Congenital spherocytosis is counted among the most commonly diagnosed congenital haemolytic anaemias. The cause of the disease is a mutation in the genes that code for the erythrocyte cell membrane.
Spherocytosis is one of the haemolytic diseases that is genetically determined. Depending on the type of mutation, it can be inherited in two ways - autosomal recessive or autosomal dominant. The disease was first reported in the early 20th century, when Oskar Minkowski and Anatole Marie Emile Chauffard described the results of their scientific observations. Congenital spherocytosis affects 1 child in every 5,000 healthy births. The cause of the disease is a genetic mutation that leads to the formation of an abnormal form of the protein spectrin or ankyrin. These proteins play an important role in the normal function of the erythrocyte membrane. Spectrin and ankrin provide the erythrocyte membrane with remarkable mechanical strength and flexibility. Mutation in the gene encoding ankyrin (ANK cells 1), spectrin alpha (ISAT1) and spectrin beta (SPTB) causes changes in the permeability and strength of the erythrocyte-building cell membrane. It is estimated that nearly 45 per cent of congenital spherocytosis cases are caused by mutations in the gene encoding ankyrin, 28 per cent by spectrin. As a result of abnormalities in the number of cell membrane-building proteins, erythrocytes lose their characteristic 'biconcave disk' shape, forming spherocytes. What is the risk of this? Spherocytes undergo haemolysis, i.e. break down much faster than erythrocytes.
The most characteristic clinical signs of congenital spherocytosis, in addition to changes within the red cells, include :
- anaemia in childhood,
- jaundice (mainly in childhood),
- characteristic towering skull,
- splenomegaly - enlargement of the spleen,
- syndactylia - fusion of two or more fingers or toes,
- polydactyly - presence of an extra finger,
- brachydactyly - shortening of fingers or toes,
- hypertelorism - enlargement of the distance between the eyeballs.

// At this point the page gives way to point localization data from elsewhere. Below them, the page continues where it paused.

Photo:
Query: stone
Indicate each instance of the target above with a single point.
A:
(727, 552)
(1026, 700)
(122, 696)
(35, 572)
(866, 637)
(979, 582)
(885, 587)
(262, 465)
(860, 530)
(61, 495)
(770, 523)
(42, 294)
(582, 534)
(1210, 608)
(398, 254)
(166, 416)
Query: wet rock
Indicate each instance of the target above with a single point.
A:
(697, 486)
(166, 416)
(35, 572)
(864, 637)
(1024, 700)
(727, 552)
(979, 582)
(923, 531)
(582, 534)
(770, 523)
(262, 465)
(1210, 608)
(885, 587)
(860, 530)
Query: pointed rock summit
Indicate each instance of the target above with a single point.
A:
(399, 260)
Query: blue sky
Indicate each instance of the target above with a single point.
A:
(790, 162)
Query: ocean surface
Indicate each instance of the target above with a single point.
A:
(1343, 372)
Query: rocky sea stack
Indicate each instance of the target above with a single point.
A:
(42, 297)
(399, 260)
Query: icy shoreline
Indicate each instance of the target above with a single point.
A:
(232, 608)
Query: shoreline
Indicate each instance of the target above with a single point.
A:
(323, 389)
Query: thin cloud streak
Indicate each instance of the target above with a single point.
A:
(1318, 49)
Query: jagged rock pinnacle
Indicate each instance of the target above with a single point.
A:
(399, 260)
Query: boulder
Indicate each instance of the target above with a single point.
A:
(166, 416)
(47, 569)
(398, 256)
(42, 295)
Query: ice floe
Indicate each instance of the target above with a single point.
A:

Diagnostic tests to assess erythrocyte membrane abnormalities
Among the most commonly used screening tests to confirm or exclude congenital spherocytosis is the erythrocyte osmotic resistance test. The test assesses the behaviour of erythrocytes isolated from blood in hypotonic NaCl solution. In cases of spherocytosis, osmotic resistance is reduced. However, the test with NaCl solution is unreliable in young children and infants due to the physiologically proven increased osmotic resistance during this period of life. A new method used to assess erythrocyte membranes is the EMA binding test, a cytometric analysis of erythrocyte membrane proteins. The test involves taking a blood sample and then assessing erythrocyte parameters using a flow cytometer. The method demonstrates high sensitivity - reaching nearly 93%.
Treatment of congenital spherocytosis
The clinical symptoms of congenital spherocytosis already appear in the first weeks of a child's life as severe anaemia, often accompanied by jaundice. In this case, it is often necessary to administer a red blood cell concentrate transfusion (in the case of severe spherocytosis) or subcutaneous erythropoietin injections. In severe spherocytosis, a common form of treatment is splenectomy, i.e. removal of the spleen. Depending on the age of the child, the spleen is removed either completely or partially. Children who suffer from moderate to severe spherocytosis are often recommended chronic folic acid supplementation.